Sheila Plant

Personal information
- Full name: Sheila Margaret Plant
- Born: 19 February 1936 (age 90) Birmingham, England
- Batting: Right-handed
- Role: Wicket-keeper

International information
- National side: England (1960–1968);
- Test debut (cap 54): 2 December 1960 v South Africa
- Last Test: 27 December 1968 v Australia

Domestic team information
- 1955–1974: Surrey

Career statistics
| Competition | WTest | WFC |
| Matches | 8 | 19 |
| Runs scored | 106 | 308 |
| Batting average | 10.60 | 17.11 |
| 100s/50s | 0/0 | 0/2 |
| Top score | 46 | 59* |
| Balls bowled | 306 | 506 |
| Wickets | 5 | 9 |
| Bowling average | 14.60 | 15.33 |
| 5 wickets in innings | 0 | 0 |
| 10 wickets in match | 0 | 0 |
| Best bowling | 2/11 | 2/11 |
| Catches/stumpings | 4/1 | 21/15 |
- Source: CricketArchive, 7 March 2021

= Sheila Plant =

English cricketer

Sheila Margaret Plant (born 19 February 1936) is an English former cricketer who played primarily as a right-handed batter and wicket-keeper.
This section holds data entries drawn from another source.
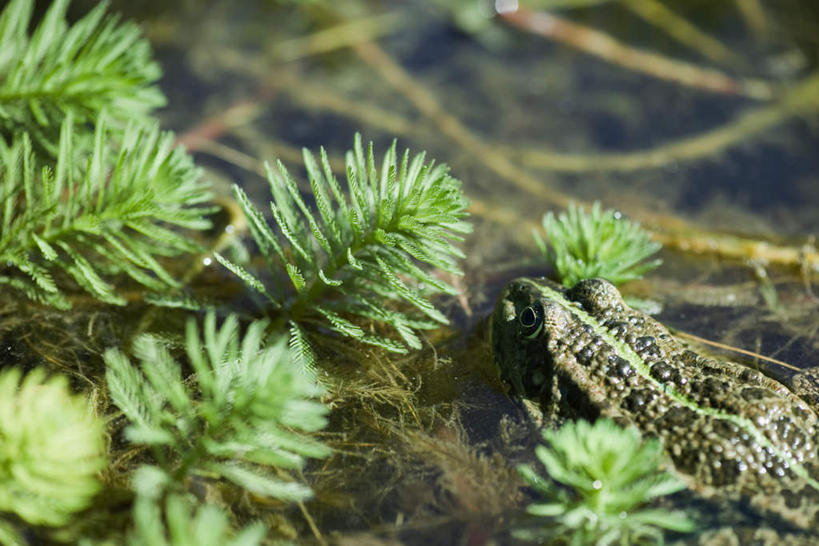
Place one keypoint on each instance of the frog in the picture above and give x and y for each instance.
(730, 432)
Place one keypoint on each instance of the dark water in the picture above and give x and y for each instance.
(490, 100)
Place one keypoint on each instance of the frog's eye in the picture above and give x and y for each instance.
(531, 320)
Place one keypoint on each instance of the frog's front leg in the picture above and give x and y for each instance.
(805, 385)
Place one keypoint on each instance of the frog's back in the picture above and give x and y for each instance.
(728, 428)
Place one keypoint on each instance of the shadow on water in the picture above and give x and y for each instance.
(530, 117)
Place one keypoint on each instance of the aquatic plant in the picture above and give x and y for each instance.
(241, 416)
(51, 448)
(96, 64)
(92, 221)
(207, 525)
(361, 252)
(89, 187)
(600, 477)
(598, 244)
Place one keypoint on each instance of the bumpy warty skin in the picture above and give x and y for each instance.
(731, 431)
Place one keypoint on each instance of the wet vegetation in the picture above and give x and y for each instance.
(159, 289)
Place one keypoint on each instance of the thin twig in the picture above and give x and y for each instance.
(802, 98)
(449, 125)
(681, 30)
(602, 45)
(337, 37)
(731, 348)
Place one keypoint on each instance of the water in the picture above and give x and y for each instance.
(528, 123)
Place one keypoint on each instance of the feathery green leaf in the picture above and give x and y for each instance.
(97, 64)
(92, 225)
(247, 407)
(380, 242)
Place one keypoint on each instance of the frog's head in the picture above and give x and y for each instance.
(524, 321)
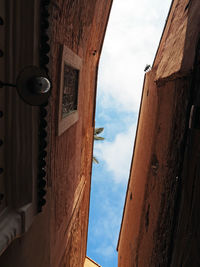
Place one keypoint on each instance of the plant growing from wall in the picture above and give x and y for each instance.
(97, 131)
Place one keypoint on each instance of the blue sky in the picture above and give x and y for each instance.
(131, 41)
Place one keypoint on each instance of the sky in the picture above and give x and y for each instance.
(132, 38)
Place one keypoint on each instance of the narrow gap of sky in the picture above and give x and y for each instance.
(131, 41)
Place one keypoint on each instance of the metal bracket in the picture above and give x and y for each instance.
(33, 86)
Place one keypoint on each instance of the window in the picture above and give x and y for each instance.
(68, 89)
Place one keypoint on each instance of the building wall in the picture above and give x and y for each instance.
(58, 235)
(156, 181)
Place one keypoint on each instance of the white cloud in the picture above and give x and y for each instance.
(117, 154)
(131, 41)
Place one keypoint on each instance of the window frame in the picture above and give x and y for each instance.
(73, 60)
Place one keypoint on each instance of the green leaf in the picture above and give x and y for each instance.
(98, 131)
(98, 137)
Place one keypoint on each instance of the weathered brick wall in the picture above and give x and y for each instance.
(80, 25)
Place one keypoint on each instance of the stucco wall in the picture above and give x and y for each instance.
(150, 212)
(58, 236)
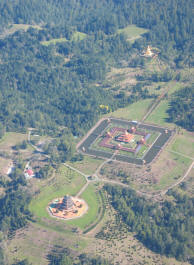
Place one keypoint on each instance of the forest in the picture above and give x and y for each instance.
(165, 228)
(47, 87)
(58, 89)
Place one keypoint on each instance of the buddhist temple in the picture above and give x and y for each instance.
(126, 137)
(67, 203)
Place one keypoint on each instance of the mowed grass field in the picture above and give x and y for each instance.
(77, 36)
(132, 32)
(92, 198)
(183, 144)
(15, 27)
(88, 165)
(135, 111)
(10, 139)
(176, 166)
(159, 115)
(66, 182)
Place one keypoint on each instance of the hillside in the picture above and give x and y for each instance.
(96, 102)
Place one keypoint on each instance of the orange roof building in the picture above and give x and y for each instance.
(126, 137)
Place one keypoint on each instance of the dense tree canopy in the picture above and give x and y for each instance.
(164, 228)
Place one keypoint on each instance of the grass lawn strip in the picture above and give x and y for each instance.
(132, 32)
(182, 163)
(135, 111)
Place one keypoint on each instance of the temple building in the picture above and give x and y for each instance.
(67, 203)
(126, 137)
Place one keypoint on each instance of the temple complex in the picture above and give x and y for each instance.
(67, 207)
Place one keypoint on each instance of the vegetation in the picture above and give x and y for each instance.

She appeared in 9 Test matches for England between 1960 and 1968. She played domestic cricket for Surrey. She was the head of Croydon High School's PE Department from 1963 to 1992, and was given leave of absence for the England cricket team's extended tour of Australia and New Zealand in 1968/9.

It is customary to award a ceremonial numbered Cricket cap to cricketers who represent international sides, but women were not awarded caps until the custom was changed with reforms to women's cricket in 1998. She eventually received England Cap number 54 (as the 54th woman recipient) in 2024.